= Stream crossing =

This article covers crossings over small streams, not those over large rivers.
Stream crossings are the numerous instances where small perennial or intermittent streams are crossed by roads, pipelines, railways, or any other thing which might restrict the flow of the steam in ordinary or flood conditions. Crossings over any dry channel which might carry flood water is included. Any structure over or in a stream which results in limitations on the movement of fish or other ecological elements can be an issue.

==Types==
In addition to bridges and culverts streams may be crossed by fords, floodways, low-water crossings or even stepping stones.

==Conveyance capacity==
Often expressed in cubic feet per second (cfs), conveyance capacity is the amount of water a stream crossing structure will pass.
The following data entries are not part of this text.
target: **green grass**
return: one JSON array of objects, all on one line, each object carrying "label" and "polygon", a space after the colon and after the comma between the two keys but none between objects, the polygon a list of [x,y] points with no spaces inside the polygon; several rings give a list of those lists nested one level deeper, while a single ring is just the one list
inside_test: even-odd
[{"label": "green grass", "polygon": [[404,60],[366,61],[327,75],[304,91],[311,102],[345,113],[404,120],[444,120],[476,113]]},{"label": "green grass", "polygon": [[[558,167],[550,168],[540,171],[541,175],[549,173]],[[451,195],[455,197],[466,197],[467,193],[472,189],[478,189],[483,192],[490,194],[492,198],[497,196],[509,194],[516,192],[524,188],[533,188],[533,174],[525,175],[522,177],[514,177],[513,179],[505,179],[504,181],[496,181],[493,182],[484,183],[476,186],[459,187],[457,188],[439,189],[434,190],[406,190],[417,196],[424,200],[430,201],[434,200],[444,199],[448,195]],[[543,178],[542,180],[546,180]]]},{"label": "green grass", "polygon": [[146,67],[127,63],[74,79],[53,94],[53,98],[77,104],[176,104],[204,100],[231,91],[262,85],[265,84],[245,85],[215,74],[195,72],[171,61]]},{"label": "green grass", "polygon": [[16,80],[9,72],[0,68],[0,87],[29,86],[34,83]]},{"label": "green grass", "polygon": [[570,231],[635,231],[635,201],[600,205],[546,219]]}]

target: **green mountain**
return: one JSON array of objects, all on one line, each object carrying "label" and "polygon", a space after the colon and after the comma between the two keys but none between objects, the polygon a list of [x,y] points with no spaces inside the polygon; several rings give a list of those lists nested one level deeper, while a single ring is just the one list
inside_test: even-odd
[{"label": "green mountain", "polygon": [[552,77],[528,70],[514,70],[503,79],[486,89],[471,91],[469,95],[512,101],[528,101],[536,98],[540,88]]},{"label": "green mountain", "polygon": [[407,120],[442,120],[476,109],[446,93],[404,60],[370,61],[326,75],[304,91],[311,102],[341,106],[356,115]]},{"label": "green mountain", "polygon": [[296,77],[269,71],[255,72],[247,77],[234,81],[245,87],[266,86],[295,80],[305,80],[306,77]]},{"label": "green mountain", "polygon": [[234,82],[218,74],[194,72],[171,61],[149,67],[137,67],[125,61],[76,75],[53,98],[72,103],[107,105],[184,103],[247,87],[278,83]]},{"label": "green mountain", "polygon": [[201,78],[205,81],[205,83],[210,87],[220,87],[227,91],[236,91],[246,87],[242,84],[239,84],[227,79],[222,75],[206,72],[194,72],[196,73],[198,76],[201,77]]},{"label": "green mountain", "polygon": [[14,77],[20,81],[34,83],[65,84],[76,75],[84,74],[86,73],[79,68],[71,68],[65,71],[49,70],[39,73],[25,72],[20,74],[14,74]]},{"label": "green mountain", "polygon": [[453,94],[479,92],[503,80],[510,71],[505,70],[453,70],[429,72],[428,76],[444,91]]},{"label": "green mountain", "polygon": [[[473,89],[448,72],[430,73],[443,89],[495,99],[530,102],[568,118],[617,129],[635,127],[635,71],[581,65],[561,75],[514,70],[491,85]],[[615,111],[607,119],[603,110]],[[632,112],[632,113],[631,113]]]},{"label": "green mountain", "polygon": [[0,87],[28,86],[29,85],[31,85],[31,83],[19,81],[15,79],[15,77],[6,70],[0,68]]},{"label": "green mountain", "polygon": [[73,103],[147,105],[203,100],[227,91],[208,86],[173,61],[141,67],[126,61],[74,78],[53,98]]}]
The amount of water that can be predicted during flood conditions, such as a 100-year flood is one design consideration.

===Failure to convey===
If stream flow exceeds the capacity of the passage through the crossing or it is plugged by debris the crossing may be overtopped or the stream diverted down the road. This may result in substantial erosion as flood water cuts a gully on the side of road. Diversion occurs when a road slopes downward from a crossing and the height of the road exceeds the height of any outlet down the road. A sag (dip) in the road below the crossing may serve as a channel for over flow of excess water and prevent water from continuing down the road but is only practical on gentle slopes.

==Structural integrity==
What happens when a heavy truck passes over, or flood water plugs an opening with debris or overtops the structure.

==Habitat continuity==
Passage of wildlife, particularly fish such as salmon which spawn in streams, is a design consideration as is habitat continuity. In some jurisdictions, such as Massachusetts, these considerations may be incorporated into stream crossing regulations.